I’m sure the cute Beatle considered that a gag, but the day before, a restaurant got blown up on Mannheim Road for resisting the protection racket, and two mob factions were currently shooting at each other over control of gambling on the North Side.

Anyway, the lads were funny and made monkeys out of any number of smug reporters. Sam wore a big grin throughout, holding onto that cocktail napkin with both hands.

The concert started at 8:30, but the Beatles didn’t come on right away. The vast high-ceilinged chamber was packed with fifteen thousand audience members, most of them teenagers, chiefly girls, often with beehive hairdos. They didn’t scream much during the four opening acts — a couple of nondescript combos, an out-of-place R & B singer, and a long-haired blonde who looked like she belonged in the audience — and I started to wonder what all the fuss was.

I’d been told the audience would scream so loud, you couldn’t hear a damn thing. I was hearing these opening acts much better than I cared to. When the blond girl wrapped up her short set, meaning the headliners were next, the screaming kicked in, the sound like a burning building with flames eating away.

Finally at 9:20, the Beatles emerged, led onto the stage by Chicago cops, coming down stairs off to one side. Grinning and waving, the three front men strapped on their guitars — Ringo getting behind his drums on a little stage-on-the-stage — and the place went wild. Stark raving mad. Like the Playboy mansion the day JFK was shot, lots of mascara was running. The shrieking was unbelievable.
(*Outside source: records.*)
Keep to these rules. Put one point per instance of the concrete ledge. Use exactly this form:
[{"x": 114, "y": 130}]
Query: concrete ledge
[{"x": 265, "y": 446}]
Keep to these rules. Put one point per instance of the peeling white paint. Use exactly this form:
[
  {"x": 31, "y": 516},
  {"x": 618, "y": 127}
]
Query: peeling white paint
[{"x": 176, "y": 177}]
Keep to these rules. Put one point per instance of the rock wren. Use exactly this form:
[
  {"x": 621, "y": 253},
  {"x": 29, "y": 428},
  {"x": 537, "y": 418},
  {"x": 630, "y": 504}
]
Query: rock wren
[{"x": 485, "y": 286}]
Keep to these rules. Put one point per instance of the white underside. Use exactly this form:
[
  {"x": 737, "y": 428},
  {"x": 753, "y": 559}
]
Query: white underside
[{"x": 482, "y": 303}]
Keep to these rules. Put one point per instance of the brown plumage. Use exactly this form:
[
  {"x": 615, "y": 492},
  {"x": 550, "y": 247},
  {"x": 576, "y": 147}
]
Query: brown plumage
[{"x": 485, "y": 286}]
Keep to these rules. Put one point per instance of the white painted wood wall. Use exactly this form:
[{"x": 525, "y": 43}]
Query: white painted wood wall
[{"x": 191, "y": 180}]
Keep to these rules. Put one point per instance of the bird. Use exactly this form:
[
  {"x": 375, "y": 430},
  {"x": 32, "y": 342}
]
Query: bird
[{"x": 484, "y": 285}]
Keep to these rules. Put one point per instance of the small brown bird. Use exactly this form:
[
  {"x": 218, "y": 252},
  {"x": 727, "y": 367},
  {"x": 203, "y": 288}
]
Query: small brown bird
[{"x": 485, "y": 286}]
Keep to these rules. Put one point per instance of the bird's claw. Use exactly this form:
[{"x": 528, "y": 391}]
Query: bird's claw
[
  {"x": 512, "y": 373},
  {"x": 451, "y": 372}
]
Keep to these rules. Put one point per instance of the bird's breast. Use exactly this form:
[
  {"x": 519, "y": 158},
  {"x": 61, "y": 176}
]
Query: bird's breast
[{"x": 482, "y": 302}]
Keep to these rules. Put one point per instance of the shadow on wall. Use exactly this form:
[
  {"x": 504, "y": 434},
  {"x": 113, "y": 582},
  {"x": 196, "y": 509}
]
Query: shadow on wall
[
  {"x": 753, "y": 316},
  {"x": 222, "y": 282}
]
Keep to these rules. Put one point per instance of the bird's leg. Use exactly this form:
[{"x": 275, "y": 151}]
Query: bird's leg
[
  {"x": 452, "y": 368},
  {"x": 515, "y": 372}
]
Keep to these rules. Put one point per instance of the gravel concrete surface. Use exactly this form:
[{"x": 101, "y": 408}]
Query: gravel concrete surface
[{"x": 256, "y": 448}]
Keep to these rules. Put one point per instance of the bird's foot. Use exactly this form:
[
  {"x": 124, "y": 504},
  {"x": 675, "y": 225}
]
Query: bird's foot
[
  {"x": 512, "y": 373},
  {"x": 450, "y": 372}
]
That muffled jet roar wasn’t muffled now — the damn jet was flying around in circles in the place, which was almost possible, since they held indoor drag races in here. There were six hundred thousand square feet of it, after all, currently filled by thousands of girls having a nervous breakdown.
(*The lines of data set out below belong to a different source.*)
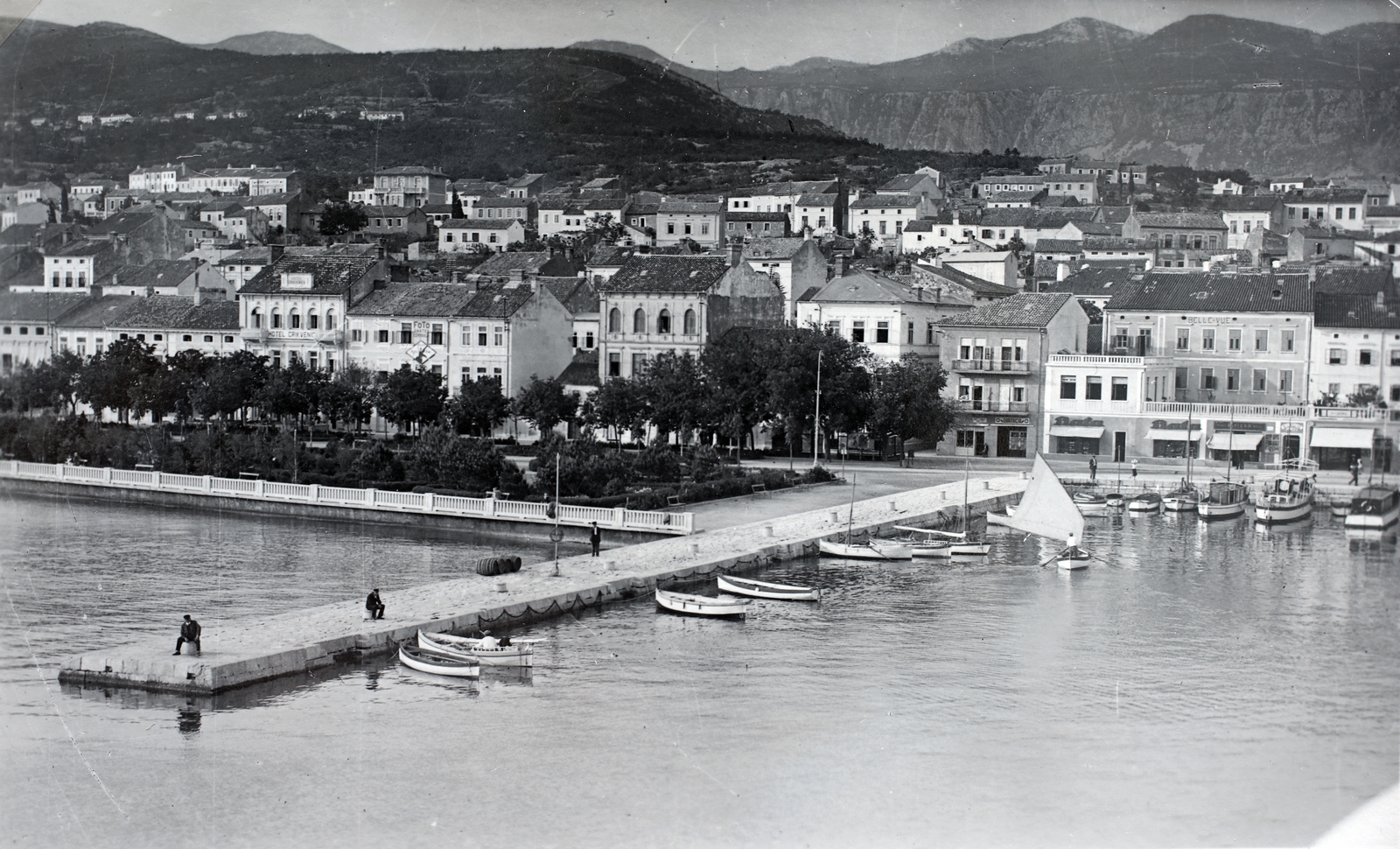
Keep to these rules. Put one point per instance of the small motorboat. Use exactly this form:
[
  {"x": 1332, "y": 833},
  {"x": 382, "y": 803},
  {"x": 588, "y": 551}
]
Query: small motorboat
[
  {"x": 426, "y": 662},
  {"x": 1374, "y": 508},
  {"x": 702, "y": 606},
  {"x": 1224, "y": 501},
  {"x": 1183, "y": 499},
  {"x": 746, "y": 586},
  {"x": 1145, "y": 502},
  {"x": 874, "y": 550},
  {"x": 511, "y": 653}
]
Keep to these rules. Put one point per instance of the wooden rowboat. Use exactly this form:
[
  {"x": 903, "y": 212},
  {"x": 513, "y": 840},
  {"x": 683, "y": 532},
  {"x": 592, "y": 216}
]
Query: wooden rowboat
[
  {"x": 424, "y": 662},
  {"x": 746, "y": 586},
  {"x": 702, "y": 606},
  {"x": 445, "y": 645}
]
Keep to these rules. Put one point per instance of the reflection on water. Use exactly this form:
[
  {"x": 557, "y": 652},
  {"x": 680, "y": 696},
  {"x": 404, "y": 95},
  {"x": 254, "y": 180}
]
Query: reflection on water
[{"x": 1204, "y": 684}]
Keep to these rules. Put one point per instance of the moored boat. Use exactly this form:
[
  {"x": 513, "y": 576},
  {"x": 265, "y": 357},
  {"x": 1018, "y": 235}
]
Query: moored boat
[
  {"x": 426, "y": 662},
  {"x": 1288, "y": 496},
  {"x": 702, "y": 606},
  {"x": 746, "y": 586},
  {"x": 513, "y": 655},
  {"x": 1374, "y": 508},
  {"x": 1224, "y": 501},
  {"x": 875, "y": 550},
  {"x": 1145, "y": 502}
]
We had front-row seats and could almost hear the music. Well, Sam seemed to hear it just fine — he was singing along to “I Saw Her Standing There” and “Twist and Shout” and all the rest.

I officially joined the older generation by covering my ears. Oddly I could hear the music better that way, particularly the bass guitar and drums. The damn thing seemed to go on forever. I thought I might weep. Finally it was over — thirty minutes that had earned these four twenty-year-olds a grand a minute.

When the Beatles fled the stage, I took advantage of my security status to enlist a cop to lead Sam and me out a side exit while the audience was still on its feet screaming and crying. As for me, my ears were ringing. It was like I had a seashell up to either ear and could hear waves pounding the shore.

We came around to an ocean of cars — the lot held four thousand and was at capacity — but the kids hadn’t started to stream out yet, lingering inside in the afterglow of Beatle hysteria. All across the lot, parents were standing by cars, waiting, smoking, the little red tips bobbing like fireflies in the night.